Its swooning tempo and lyrical guitar remind us (if we need reminding) of those days in our youth when our hearts beat faster just at the mention of our beloved’s name.

Perhaps you sang that name to yourself under your breath (for in some sense it was a secret you were hugging to yourself) as you walked home after the dance or as you sat on the bus on your way to school. People must have wondered what you were smiling at so radiantly.

Of course it’s not something you can ever really explain – you have to live it to know the sweetness of that feeling. What you could do for anyone who really wanted to know was play them, ‘Donna’ and say – well I guess it feels just like this!

Ritchie Valens lived for only Seventeen years. The Night came for him – as it will come for us all.

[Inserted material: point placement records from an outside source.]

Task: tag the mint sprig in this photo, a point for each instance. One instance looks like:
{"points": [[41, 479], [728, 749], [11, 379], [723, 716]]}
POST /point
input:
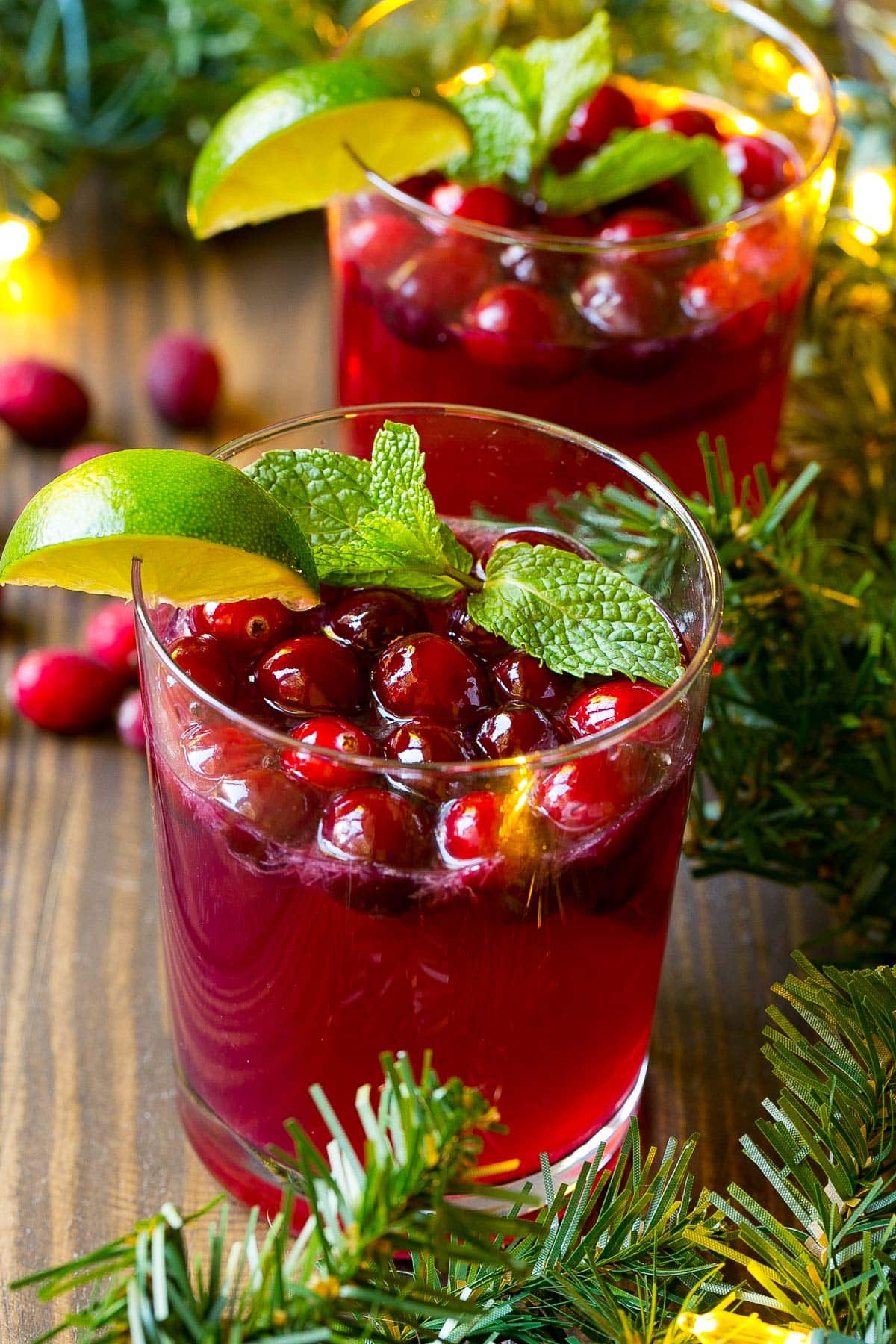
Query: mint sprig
{"points": [[374, 524]]}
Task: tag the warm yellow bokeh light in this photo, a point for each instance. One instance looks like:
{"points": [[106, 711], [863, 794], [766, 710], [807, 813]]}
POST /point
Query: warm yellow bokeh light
{"points": [[872, 202]]}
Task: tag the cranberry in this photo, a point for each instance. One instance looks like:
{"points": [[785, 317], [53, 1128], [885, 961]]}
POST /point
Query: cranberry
{"points": [[591, 125], [222, 749], [374, 826], [203, 660], [464, 631], [112, 638], [623, 302], [373, 618], [688, 121], [245, 628], [40, 403], [469, 828], [520, 676], [763, 167], [183, 381], [485, 205], [63, 690], [272, 804], [516, 730], [84, 453], [432, 676], [591, 792], [336, 734], [379, 243], [129, 722], [311, 672], [429, 292], [734, 300], [520, 331]]}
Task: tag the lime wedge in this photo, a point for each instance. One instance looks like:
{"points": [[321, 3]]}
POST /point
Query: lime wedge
{"points": [[203, 530], [282, 147]]}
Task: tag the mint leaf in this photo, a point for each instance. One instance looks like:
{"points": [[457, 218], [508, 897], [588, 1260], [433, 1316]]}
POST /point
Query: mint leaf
{"points": [[576, 616], [568, 70], [630, 161]]}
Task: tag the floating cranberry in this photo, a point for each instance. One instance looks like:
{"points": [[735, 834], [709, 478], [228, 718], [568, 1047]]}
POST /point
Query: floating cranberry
{"points": [[374, 826], [129, 722], [426, 675], [520, 676], [591, 792], [245, 628], [429, 292], [215, 750], [591, 125], [272, 804], [335, 734], [516, 730], [626, 302], [373, 618], [311, 672], [84, 453], [379, 243], [205, 662], [469, 828], [485, 205], [63, 690], [688, 121], [763, 167], [40, 403], [520, 331], [112, 638], [183, 381]]}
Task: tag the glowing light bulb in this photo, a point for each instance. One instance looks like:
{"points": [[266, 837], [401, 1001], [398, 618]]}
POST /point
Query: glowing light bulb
{"points": [[872, 202], [801, 87], [18, 238]]}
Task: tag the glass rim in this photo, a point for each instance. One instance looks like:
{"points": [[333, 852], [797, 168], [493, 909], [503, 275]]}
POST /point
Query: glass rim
{"points": [[556, 756], [770, 27]]}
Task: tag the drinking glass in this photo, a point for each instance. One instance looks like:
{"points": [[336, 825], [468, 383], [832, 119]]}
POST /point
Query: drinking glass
{"points": [[532, 976], [653, 371]]}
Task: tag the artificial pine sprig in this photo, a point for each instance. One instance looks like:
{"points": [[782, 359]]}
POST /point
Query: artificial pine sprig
{"points": [[615, 1257]]}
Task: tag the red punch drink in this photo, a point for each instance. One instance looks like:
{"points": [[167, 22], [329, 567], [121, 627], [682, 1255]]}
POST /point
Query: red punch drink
{"points": [[381, 827]]}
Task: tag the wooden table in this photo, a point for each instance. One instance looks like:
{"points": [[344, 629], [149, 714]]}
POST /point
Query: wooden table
{"points": [[89, 1136]]}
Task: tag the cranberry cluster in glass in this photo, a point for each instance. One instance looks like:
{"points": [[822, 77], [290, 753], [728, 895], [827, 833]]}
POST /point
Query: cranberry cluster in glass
{"points": [[378, 675]]}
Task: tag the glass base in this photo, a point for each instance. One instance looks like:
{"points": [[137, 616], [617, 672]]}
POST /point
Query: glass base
{"points": [[254, 1176]]}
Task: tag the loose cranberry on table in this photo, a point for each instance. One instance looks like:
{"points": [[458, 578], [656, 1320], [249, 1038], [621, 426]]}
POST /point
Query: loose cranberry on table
{"points": [[516, 730], [520, 676], [591, 125], [183, 379], [335, 734], [763, 167], [373, 618], [42, 405], [205, 662], [469, 828], [129, 722], [374, 826], [63, 690], [428, 675], [429, 292], [484, 205], [245, 628], [520, 331], [312, 672]]}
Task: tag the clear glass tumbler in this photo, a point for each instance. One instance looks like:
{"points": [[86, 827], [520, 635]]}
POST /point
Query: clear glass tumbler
{"points": [[534, 974], [642, 367]]}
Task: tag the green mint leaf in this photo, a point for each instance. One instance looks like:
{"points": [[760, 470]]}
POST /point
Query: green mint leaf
{"points": [[630, 161], [568, 70], [576, 616]]}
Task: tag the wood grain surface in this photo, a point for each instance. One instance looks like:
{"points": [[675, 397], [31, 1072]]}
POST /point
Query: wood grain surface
{"points": [[89, 1136]]}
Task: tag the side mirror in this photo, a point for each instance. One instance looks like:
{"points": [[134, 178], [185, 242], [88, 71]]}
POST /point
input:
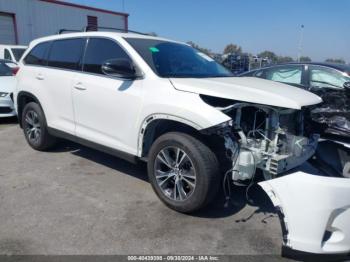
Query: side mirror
{"points": [[122, 68]]}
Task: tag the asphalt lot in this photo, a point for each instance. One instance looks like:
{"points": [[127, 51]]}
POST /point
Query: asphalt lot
{"points": [[75, 200]]}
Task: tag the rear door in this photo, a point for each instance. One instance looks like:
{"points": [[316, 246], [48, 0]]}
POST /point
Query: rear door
{"points": [[106, 108], [64, 62]]}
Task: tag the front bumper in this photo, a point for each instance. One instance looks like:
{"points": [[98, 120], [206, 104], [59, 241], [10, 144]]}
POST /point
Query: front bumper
{"points": [[314, 209], [7, 108]]}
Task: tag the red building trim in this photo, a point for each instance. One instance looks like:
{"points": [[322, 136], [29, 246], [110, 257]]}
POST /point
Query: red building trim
{"points": [[85, 7], [14, 24]]}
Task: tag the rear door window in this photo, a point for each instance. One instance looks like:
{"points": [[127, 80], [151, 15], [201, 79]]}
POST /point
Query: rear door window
{"points": [[67, 54], [98, 51], [285, 74], [38, 55]]}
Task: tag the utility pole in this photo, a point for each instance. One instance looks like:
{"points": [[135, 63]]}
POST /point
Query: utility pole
{"points": [[300, 48]]}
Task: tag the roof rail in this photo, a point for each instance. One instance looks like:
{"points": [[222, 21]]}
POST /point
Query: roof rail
{"points": [[96, 28], [61, 31]]}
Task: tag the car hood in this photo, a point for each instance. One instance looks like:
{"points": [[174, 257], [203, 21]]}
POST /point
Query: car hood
{"points": [[7, 84], [249, 89]]}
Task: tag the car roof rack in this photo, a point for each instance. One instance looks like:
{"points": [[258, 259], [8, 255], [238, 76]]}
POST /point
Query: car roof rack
{"points": [[123, 30]]}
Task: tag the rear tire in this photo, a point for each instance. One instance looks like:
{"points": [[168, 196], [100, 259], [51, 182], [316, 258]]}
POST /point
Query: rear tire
{"points": [[35, 128], [183, 172]]}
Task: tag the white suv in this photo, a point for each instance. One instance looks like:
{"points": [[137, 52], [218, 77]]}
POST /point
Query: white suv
{"points": [[147, 98]]}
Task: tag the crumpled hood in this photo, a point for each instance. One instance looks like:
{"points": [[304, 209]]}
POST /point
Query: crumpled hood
{"points": [[248, 89], [7, 84]]}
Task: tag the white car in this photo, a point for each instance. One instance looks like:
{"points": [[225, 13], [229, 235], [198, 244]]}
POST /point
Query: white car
{"points": [[148, 98], [12, 52], [7, 86]]}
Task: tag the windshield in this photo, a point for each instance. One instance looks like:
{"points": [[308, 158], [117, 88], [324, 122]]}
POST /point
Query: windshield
{"points": [[5, 70], [18, 52], [168, 59]]}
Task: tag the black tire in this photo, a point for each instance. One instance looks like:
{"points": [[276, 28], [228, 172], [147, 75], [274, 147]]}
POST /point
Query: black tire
{"points": [[44, 140], [206, 170]]}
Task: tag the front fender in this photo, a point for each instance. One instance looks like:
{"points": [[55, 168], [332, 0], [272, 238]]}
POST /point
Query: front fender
{"points": [[315, 211]]}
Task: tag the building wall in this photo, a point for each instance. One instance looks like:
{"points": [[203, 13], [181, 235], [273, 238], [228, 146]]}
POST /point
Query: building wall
{"points": [[35, 18]]}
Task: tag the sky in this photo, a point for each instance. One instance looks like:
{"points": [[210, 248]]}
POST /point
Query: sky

Yet the days he had were enough for him to record two rock ‘n’ roll classics and ensure himself legendary status among fellow musicians and fans of the music he loved.

Soy capitan Ritchie. Soy Capitan.

Notes:

Indicative of my love of Ritchie Valens’ music is my ownership of two CD sets summing up his short career. Both, ‘The Ritchie Valens Story’ on Rhino and, ‘Come On, Let’s Go!’ on Del Fi will provide deep draughts of joy.

The movie, ‘La Bamba’ featuring Lou Diamond Phillips as Ritchie is a thoroughly enjoyable Hollywood product with musical heft provided by the always excellent Los Lobos.

There is a memorial monument to Ritchie, Buddy Holly and The Big Bopper north of Clear Lake which is among the pilgrimage sites I plan to visit in the USA.